Gedenkveranstaltung in Cuxhaven: 17-Jähriger war letztes NS-Opfer
CUXHAVEN. Der Einspruch des katholischen Pfarrers konnte ihn nur vor dem Tod durch den Strang retten; statt dessen starb der erst 17-jährige Mariner Engelbert Thaurer fünf Tage vor Kriegsende durch eine Kugel.
Schon als Kind soll Engelbert Thaurer aus Zell am Ziller/Tirol davon gesprochen haben, dass er Marinesoldat werden wolle. Als er - blutjung - tatsächlich zur Kriegsmarine nach Cuxhaven kam, war das letzte Kriegsjahr schon angebrochen. Und damit auch sein letztes Lebensjahr: Mit nur 17 Jahren wurde er am 3. Mai 1945 in Cuxhaven erschossen, wahrscheinlich auf dem Schießplatz in Sahlenburg. Er gilt als letztes Opfer der NS-Marinegerichtsbarkeit. Am 8. Mai 1945 war der 2. Weltkrieg beendet.

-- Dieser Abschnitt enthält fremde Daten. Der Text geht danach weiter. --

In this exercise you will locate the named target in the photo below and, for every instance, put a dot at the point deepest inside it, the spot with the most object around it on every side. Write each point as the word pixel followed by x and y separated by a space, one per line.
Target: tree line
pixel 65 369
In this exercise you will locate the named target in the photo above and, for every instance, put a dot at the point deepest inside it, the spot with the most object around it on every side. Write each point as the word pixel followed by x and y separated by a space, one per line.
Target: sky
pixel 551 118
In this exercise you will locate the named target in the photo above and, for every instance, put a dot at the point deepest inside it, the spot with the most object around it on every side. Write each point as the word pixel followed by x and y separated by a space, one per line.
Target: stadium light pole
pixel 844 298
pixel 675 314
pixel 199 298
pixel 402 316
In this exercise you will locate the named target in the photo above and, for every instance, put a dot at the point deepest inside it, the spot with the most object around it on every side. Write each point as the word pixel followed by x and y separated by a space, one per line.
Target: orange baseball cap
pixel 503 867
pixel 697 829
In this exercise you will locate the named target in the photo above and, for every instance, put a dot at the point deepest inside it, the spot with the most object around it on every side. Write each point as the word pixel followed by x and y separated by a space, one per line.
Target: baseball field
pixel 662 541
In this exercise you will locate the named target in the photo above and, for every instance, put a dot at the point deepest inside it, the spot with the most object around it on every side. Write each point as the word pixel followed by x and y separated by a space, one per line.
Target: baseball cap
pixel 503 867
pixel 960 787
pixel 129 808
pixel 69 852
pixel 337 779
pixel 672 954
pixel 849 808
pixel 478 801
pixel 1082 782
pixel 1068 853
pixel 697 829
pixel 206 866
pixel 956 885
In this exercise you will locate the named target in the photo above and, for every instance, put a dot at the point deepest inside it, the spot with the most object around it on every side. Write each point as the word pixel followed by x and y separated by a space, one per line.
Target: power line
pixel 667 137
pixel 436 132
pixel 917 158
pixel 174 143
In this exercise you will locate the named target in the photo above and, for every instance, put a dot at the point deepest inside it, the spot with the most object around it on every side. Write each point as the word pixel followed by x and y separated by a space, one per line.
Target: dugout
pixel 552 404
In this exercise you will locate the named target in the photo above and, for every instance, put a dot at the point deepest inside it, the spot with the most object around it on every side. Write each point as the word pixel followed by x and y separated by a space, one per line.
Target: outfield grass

Das Schicksal des jungen Österreichers ist eines von elfen, die am kommenden Freitag, 8. November, in der Geschwister-Scholl-Schule in Altenwalde, dargestellt werden, bevor mit jeweils einer Kerze der NS-Opfer gedacht wird. Dabei wird Engelbert Thaurers Bruder, der zum ersten Mal in Cuxhaven ist, persönlich anwesend sein.
Schüler einbezogen
"Narben bleiben - die Erinnerung lebt weiter", so heißt die Veranstaltungsreihe, die Manfred Mittelstedt, 1. Vorsitzender des "Vereins für Gedenkkultur - Narben bleiben, die Erinnerung lebt weiter" vor 14 Jahren ins Leben gerufen hat. Erstmals zieht er damit in die Geschwister-Scholl-Schule Altenwalde. Die Schülerinnen und Schüler der Abschlussklassen werden zusammen mit ihren Lehrkräften die Gedenkfeier verfolgen, Hintergründe zu ausgewählten Schicksalen vortragen und Lichter für jedes Opfer entzünden. Musikalische Akzente setzt Udo Brozio. Auch andere Interessierte sind zu der Stunde (Beginn 11 Uhr) eingeladen.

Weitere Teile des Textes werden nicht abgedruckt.